San Francisco poet, art critic and teacher Bill Berkson has died at the age of 76. He was a longtime professor of art history at the San Francisco Art Institute.

Berkson’s stepdaughter Nina Lewallen says Berkson suffered a heart attack last week.

Berkson was born in New York City and moved to the San Francisco Bay Area in 1970, where he taught for a while in the California Poets in the Schools program.

Berkson moved easily between the worlds of art criticism and poetry. He wrote for Artforum, Aperture, Modern Painters, Art on Paper, and other magazines, and collaborated on work with artists such as Philip Guston. But he also published more than 20 volumes of poetry, with roots in the post-modern New York School that included Kenneth Koch, Frank O’Hara, and Anne Waldman.

Lewallen says the family is planning memorial services for both San Francisco and New York.
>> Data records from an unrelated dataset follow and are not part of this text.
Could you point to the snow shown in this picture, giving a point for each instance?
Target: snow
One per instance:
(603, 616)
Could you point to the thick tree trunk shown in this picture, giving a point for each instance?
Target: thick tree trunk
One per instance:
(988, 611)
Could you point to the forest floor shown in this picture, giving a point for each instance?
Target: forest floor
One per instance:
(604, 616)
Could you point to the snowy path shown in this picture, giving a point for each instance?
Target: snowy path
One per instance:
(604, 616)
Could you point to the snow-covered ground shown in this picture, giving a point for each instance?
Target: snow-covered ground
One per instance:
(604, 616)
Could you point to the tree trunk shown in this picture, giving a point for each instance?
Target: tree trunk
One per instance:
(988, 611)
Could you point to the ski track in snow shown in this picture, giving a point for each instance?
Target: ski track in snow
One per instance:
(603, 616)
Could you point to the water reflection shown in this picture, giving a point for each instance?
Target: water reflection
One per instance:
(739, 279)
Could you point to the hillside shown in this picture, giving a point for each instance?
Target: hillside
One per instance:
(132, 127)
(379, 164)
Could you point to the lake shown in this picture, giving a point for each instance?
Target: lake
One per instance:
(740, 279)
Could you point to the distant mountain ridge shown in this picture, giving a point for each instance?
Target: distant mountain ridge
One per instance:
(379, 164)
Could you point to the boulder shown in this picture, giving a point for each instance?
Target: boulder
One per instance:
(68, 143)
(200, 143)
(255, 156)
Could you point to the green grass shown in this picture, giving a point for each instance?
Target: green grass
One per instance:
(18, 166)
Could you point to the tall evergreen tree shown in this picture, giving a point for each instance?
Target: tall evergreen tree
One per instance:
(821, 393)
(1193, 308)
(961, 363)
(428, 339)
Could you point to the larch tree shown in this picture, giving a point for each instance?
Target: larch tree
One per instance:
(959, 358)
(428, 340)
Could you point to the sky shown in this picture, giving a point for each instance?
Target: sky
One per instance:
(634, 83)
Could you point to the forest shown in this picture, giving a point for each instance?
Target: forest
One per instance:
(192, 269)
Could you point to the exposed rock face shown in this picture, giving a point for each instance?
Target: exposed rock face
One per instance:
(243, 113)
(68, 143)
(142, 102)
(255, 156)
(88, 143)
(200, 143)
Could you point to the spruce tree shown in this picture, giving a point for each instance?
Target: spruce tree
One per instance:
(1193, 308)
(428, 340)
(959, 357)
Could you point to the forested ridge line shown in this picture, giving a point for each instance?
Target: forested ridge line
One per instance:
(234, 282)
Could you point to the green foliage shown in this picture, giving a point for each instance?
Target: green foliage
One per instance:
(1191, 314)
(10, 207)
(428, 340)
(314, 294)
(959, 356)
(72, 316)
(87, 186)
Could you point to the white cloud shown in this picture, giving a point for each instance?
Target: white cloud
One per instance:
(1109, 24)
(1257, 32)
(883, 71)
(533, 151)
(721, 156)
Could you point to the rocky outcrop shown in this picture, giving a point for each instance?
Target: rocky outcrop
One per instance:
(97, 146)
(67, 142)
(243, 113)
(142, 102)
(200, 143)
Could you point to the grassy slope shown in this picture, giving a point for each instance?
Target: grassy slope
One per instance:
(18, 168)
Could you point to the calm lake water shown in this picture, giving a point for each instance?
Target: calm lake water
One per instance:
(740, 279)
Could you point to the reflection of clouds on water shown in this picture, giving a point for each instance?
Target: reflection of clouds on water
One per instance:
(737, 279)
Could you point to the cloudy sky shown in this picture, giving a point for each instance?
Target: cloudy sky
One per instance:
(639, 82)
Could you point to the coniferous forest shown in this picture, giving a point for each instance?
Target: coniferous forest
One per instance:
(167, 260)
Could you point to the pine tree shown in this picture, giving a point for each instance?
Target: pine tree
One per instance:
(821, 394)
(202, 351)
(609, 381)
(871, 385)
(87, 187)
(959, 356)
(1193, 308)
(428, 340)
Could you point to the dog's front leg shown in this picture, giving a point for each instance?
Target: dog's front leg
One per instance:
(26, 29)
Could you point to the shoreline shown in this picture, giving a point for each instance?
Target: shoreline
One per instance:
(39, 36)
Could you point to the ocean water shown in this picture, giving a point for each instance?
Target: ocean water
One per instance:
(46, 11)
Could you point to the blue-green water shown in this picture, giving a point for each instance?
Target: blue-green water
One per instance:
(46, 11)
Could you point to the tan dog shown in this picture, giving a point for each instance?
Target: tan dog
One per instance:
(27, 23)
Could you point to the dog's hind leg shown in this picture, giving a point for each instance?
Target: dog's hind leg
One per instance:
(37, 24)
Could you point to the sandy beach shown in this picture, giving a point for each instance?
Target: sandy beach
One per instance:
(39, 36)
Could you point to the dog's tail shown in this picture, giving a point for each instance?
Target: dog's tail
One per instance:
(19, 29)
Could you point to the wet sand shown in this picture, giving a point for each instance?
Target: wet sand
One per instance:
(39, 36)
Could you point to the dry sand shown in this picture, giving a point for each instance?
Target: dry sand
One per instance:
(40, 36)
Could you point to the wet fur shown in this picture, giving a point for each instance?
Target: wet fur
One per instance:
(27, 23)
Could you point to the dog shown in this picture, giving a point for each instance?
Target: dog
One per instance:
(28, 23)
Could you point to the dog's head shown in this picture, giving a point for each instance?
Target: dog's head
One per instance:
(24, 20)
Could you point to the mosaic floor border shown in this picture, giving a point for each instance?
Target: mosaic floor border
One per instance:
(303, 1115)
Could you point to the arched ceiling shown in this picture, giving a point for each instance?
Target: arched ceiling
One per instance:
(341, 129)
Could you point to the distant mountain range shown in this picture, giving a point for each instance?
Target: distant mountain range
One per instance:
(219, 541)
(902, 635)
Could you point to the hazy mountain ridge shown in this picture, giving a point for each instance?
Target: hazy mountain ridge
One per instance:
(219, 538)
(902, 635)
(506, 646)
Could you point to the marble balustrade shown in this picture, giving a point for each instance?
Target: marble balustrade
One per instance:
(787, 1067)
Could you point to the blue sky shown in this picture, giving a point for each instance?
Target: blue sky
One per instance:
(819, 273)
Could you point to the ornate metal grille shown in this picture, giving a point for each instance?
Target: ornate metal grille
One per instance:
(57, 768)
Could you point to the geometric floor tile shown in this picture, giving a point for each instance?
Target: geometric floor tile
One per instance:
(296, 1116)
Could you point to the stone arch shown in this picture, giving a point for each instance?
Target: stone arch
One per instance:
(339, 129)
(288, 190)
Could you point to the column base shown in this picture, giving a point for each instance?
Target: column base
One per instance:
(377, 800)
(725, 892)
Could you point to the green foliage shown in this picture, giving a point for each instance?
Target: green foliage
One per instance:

Here's Berkson's poem “Christmas Eve,” excerpted from his book Portrait and Dream: New and Selected Poems, published in 2009:

Behind the black water tower

under the grey

of the sky that feeds it

smoke speeds to where a pigeon

spreads its wings

This is no great feat

Cold pushes out its lust

We walk we drink we cast

our giggling insults

Would you please

leave the $2.50 you owe me

I would rather not talk about it

just now                 Money bores me I would like

to visit someone who will stay

in bed all day           A forest is rising

imperceptibly in my head

not a civilized park

I think it would be nice this “new

moral odor” no it would not mean

“everything marching to its tomb”

The water tower

watches over us            Is there someone

you would like to invite        no one.